If the OCSP server returns a status of “unknown”, Firefox will display the “SEC_ERROR_OCSP_UNKNOWN_CERT” error in a non-overrideable error message, regardless of the security.ocsp.require preference. Similarly, if the OCSP responder returns an error such as “trylater”, Firefox will display an error message.

Notes:

  • Firefox no longer performs OCSP fetching using the HTTP GET method; Firefox uses the HTTP POST method.
  • Firefox caches OCSP responses until they expire or Firefox is restarted (the cache is not persistent).
  • If an OCSP response has no "nextUpdate", it is valid for 24 hours (plus "slop" of another 24 hours to deal with clock skew).
  • The maximum lifetime of an OCSP response for an end-entity is 10 days, even if the the "nextUpdate" value is farther in the future.

CRLite

Mozilla is currently (as of early 2019) preparing to test an out-of-band revocation mechanism based on an academic paper titled “CRLite: A Scalable System for Pushing All TLS Revocations to All Browsers”. In this mechanism, Mozilla produces a highly compressed representation of all trusted, non-expired certificates found in Certificate Transparency (CT) logs and their revocation status as asserted by the corresponding CRL. CRLite updates are delivered to the client using the same mechanism as OneCRL.

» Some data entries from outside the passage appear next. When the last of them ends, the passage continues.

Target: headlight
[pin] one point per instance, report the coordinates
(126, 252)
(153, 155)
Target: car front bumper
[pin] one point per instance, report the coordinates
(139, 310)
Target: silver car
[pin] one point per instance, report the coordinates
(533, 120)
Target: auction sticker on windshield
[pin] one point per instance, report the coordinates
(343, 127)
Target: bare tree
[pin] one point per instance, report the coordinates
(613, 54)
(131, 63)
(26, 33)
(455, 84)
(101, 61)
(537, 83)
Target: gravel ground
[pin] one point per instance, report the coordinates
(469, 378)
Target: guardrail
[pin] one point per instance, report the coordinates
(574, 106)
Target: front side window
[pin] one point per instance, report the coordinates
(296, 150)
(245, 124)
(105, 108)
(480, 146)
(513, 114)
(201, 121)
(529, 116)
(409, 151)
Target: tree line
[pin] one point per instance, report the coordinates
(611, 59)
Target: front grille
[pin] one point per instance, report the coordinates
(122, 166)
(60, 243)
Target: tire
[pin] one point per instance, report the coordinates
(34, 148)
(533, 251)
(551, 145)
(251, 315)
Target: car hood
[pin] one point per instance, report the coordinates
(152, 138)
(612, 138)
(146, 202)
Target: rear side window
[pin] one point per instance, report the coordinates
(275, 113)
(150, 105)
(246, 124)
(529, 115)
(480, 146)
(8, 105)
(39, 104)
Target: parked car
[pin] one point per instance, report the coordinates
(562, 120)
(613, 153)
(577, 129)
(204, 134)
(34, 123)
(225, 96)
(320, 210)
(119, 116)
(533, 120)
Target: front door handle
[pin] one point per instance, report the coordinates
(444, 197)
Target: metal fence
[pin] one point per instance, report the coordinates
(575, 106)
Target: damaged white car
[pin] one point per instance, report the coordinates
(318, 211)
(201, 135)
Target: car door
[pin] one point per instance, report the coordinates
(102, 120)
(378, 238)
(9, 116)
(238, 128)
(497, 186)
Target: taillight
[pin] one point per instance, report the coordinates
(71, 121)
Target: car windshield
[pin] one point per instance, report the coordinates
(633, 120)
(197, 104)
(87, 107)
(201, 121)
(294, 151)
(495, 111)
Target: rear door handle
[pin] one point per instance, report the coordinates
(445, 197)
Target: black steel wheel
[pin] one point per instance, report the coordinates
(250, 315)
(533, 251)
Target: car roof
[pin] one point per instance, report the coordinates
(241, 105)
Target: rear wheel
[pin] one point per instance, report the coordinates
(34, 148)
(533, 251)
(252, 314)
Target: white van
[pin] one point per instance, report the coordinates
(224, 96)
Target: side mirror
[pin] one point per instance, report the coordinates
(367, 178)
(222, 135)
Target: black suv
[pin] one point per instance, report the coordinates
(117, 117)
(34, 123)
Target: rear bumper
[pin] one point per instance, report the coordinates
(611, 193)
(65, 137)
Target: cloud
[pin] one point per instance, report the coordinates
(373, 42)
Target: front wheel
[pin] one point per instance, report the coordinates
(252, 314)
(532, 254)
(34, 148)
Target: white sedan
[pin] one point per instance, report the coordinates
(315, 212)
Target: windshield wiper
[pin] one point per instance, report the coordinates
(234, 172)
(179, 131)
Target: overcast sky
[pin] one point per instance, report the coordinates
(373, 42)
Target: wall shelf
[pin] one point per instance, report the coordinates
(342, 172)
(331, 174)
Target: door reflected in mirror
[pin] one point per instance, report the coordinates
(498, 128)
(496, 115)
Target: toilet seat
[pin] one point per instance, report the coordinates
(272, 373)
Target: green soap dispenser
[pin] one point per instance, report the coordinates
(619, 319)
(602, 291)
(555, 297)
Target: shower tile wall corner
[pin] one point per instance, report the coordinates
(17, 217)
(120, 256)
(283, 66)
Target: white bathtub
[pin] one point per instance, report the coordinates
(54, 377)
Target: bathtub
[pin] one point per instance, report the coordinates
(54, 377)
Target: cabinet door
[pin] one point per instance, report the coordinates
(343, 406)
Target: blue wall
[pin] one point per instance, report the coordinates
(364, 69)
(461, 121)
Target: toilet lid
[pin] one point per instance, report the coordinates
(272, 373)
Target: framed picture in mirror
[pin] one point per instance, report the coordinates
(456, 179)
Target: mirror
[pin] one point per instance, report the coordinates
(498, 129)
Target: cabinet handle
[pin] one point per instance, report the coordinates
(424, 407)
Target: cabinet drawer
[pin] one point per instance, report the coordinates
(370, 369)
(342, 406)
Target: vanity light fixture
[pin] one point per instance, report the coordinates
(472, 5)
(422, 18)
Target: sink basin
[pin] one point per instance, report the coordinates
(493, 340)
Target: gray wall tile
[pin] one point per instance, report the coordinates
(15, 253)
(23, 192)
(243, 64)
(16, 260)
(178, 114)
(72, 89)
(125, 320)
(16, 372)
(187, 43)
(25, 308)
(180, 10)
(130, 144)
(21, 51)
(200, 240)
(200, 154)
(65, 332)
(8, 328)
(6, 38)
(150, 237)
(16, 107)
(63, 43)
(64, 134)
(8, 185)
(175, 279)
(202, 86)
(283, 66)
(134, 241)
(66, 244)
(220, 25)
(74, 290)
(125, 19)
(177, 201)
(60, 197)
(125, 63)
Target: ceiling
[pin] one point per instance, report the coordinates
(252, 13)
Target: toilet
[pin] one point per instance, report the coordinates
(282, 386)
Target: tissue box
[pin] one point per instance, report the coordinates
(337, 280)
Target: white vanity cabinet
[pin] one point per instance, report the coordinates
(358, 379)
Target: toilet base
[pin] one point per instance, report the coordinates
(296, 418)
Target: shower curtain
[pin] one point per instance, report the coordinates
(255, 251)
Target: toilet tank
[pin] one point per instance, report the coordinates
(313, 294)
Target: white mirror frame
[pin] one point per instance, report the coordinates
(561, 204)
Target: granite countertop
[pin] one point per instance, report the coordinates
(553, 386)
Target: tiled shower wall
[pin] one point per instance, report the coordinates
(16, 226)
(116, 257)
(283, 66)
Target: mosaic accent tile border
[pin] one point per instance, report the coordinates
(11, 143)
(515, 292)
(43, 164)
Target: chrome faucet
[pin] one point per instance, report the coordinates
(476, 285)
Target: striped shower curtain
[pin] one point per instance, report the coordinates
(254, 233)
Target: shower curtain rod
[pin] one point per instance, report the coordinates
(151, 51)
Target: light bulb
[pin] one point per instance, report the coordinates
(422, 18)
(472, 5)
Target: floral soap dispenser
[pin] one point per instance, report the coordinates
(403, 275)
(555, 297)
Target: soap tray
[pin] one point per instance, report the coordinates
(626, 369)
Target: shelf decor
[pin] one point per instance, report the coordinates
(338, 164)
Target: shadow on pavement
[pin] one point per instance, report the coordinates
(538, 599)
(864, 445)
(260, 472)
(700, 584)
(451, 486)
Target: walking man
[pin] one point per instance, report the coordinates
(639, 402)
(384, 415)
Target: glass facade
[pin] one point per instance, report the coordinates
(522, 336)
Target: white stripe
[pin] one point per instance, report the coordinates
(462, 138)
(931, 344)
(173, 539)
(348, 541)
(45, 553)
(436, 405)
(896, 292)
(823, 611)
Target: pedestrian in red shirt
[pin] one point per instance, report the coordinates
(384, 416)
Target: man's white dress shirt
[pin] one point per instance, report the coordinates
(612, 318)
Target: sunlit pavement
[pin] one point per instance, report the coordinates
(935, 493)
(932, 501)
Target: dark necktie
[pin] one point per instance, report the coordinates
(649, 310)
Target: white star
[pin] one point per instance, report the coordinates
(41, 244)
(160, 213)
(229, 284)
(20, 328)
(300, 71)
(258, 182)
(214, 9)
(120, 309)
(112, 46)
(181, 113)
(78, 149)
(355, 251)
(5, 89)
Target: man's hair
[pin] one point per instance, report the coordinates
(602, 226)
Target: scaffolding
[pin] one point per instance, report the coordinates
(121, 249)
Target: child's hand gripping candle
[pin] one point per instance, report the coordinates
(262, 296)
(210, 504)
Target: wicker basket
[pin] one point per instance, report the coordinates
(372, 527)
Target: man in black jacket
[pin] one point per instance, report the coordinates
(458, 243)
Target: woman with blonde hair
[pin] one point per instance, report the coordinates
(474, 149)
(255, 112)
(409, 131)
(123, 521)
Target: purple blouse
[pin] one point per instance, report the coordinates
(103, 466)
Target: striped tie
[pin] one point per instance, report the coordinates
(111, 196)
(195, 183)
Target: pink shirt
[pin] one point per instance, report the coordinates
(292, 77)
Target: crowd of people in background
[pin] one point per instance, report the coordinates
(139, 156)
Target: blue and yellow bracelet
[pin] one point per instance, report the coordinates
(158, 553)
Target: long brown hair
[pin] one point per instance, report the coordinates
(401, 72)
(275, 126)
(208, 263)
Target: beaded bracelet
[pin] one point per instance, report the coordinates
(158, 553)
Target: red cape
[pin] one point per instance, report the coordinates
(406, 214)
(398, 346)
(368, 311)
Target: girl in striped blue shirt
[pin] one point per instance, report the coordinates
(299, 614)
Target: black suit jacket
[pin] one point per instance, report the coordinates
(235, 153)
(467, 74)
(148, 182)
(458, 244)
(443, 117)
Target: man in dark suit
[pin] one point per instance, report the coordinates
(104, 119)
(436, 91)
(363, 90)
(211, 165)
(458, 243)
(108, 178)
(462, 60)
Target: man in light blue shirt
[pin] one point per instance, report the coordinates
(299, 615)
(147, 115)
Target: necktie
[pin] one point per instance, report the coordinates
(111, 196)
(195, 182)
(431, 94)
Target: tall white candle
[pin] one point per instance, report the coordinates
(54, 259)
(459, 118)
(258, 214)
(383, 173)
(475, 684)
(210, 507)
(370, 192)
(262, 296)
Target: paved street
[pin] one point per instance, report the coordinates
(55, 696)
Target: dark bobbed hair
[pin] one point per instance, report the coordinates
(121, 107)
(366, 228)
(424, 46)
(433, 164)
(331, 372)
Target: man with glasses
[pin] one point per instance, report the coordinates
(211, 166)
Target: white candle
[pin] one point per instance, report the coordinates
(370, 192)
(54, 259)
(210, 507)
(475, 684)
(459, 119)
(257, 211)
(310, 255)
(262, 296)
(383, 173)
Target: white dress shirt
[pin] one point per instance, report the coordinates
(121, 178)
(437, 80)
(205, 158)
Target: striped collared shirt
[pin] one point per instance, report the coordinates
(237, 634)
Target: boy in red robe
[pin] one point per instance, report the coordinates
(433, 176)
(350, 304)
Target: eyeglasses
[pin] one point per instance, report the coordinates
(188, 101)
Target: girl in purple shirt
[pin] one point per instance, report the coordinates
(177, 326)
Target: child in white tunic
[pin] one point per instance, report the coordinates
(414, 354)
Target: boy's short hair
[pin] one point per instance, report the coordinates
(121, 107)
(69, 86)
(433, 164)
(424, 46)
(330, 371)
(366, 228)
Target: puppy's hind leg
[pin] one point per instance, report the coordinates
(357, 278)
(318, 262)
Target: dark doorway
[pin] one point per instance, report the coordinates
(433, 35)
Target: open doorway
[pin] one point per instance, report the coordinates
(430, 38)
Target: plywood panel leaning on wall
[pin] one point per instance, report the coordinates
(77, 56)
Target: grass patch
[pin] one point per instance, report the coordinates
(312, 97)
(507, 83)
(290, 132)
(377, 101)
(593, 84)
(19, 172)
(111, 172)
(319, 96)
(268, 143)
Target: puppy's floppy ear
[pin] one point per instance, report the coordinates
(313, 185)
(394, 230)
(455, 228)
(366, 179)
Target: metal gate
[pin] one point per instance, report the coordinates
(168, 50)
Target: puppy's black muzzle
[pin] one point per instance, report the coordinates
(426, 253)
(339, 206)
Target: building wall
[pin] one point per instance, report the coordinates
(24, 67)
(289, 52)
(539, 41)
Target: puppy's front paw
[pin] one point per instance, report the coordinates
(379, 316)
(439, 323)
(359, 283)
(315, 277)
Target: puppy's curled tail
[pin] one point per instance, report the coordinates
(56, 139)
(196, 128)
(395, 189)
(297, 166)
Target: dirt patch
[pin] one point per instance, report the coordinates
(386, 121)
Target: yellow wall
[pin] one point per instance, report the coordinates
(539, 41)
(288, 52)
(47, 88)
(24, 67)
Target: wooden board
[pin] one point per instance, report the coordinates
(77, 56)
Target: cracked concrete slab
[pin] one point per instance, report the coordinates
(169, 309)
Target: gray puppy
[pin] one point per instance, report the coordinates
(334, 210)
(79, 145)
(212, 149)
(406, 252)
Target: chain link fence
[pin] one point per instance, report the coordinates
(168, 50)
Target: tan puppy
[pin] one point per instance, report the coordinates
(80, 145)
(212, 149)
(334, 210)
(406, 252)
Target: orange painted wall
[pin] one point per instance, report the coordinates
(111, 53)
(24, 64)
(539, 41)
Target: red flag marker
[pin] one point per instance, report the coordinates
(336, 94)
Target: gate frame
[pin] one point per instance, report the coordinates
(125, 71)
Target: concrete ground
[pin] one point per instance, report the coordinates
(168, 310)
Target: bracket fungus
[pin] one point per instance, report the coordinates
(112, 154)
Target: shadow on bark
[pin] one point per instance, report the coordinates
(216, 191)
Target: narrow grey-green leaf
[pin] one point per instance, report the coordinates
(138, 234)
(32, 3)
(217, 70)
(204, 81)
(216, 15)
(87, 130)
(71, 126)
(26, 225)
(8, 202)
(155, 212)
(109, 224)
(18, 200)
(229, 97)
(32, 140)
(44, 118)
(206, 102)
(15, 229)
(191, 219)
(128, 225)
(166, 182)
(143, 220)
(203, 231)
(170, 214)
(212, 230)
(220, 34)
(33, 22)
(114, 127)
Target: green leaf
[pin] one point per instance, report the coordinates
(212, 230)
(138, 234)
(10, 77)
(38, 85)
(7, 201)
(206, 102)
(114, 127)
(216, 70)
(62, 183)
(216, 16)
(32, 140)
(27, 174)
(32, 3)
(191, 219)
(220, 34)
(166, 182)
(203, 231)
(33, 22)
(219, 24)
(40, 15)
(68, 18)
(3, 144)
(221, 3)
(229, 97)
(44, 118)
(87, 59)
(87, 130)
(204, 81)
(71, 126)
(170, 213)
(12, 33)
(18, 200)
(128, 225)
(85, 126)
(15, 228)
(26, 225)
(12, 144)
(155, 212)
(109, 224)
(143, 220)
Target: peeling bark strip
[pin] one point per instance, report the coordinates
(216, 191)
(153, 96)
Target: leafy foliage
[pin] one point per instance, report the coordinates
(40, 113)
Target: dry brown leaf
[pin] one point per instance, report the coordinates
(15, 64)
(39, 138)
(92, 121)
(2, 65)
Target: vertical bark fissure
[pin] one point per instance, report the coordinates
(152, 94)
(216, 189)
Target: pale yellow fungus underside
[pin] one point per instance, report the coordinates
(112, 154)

Once fully implemented, CRLite is expected to be the primary mechanism used by Firefox to validate end-entity certificates. We expect that revocation checking will fall back to OCSP stapling or OCSP in the following situations:

  • If a CA has opted not to log a certificate, then it will not be delivered to the browser with any SCTs from recognized CT logs. When this happens (even for logged certificates), Firefox will fall back to OCSP stapling or OCSP in a hard-fail mode of operation for revocation checking.
  • There will be a small period of time - typically less than a day - after a certificate is first logged when CRLite won’t know about it and thus may not provide the correct revocation status. If the client’s latest update is timestamped after the date of the earliest SCT, then revocation checking will fall back to OCSP stapling or OCSP.
  • There may be certain cases in which all certificates signed by a specific CA certificate are not included in CRLite data. For example, if a CA doesn’t supply CRLs Mozilla may choose to exclude it, resulting in the use of OCSP for all certificates issued by that CA.
  • An enterprise policy and preference will be available to allow organizations to disable CRLite in certain situations, such as when they choose not to log specific publicly-trusted certificates or install their own private roots.

Extended Validation Rules

In order to receive the EV UI, end-entity revocation checking must succeed via one of the currently implemented revocation checking mechanisms described above. If the security.OCSP.enabled preference is set to ‘0’ (disabled), OCSP checking is not performed and the EV UI will not appear for otherwise valid EV certificates.

Enterprise PKIs

The Baseline Requirements forbid publicly-trusted CAs from issuing certificates without revocation pointers. For reasons of compatibility with other PKIs, such as enterprise PKIs, Firefox currently accepts such certificates if they are otherwise valid, and will continue to do so.

History of Revocation Checking Improvements in Firefox

A partial history of changes made to Firefox as of March 2017 in support of better revocation checking has been preserved.